Tax Plan
The Trump Administration served its opening volley on tax reform. Although short on details and sure to be extensively debated and modified by Congress, it does offer us some insights on where the debate may be headed. Of special importance is the omission of some key campaign proposals. These include the border tax, potential limitations of mortgage interest, and charitable donation.
The Ciuni & Panichi team continues to watch the developing details of tax reform, keeping our clients in mind. We will keep you abreast of major changes in proposals that will affect you and your businesses.
Summary of Trump’s Tax Plan
- The business tax rate is reduced to 15 percent. This includes all businesses even partnerships, S Corporations, and sole proprietors.
- The number of income tax brackets will be cut from seven to three, with a top rate of 35 percent and lower rates of 25 percent and 10 percent. It is not clear what income ranges will fall under those brackets. It would double the standard deduction.

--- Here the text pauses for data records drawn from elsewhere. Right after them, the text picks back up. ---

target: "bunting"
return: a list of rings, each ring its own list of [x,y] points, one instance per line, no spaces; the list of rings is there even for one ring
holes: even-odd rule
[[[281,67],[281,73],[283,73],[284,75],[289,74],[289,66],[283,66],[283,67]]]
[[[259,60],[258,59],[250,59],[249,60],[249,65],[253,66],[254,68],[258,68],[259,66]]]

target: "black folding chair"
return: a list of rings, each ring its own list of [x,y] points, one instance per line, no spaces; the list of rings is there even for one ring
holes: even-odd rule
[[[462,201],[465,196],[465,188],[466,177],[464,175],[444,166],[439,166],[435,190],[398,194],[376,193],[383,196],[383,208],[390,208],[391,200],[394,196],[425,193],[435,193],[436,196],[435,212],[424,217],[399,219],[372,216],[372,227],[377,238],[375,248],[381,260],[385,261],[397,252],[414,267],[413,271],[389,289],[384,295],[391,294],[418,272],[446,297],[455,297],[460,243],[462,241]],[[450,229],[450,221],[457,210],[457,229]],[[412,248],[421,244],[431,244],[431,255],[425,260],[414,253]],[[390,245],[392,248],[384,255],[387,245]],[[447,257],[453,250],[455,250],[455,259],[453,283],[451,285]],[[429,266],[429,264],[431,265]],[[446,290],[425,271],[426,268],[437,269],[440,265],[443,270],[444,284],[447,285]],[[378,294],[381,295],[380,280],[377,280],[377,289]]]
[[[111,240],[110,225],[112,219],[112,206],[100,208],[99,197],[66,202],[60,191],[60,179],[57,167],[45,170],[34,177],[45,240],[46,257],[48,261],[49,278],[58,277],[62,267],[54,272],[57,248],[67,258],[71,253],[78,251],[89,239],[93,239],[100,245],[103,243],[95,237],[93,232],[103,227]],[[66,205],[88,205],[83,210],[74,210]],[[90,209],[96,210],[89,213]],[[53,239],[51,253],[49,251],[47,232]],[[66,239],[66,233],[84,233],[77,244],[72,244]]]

- It would eliminate most tax deductions. The mortgage interest and charitable contribution deductions would be retained.
- Estate tax, otherwise known as the “death tax” will be eliminated.
- There will be a “one-time tax” on the trillions of dollars held by corporations overseas.
- The U.S. would go to a “territorial” tax system. Such systems typically exclude most or all of the income that businesses earn overseas. Most developed countries use this model.
- Repeal of the alternative minimum tax and 3.8 percent Obamacare taxes.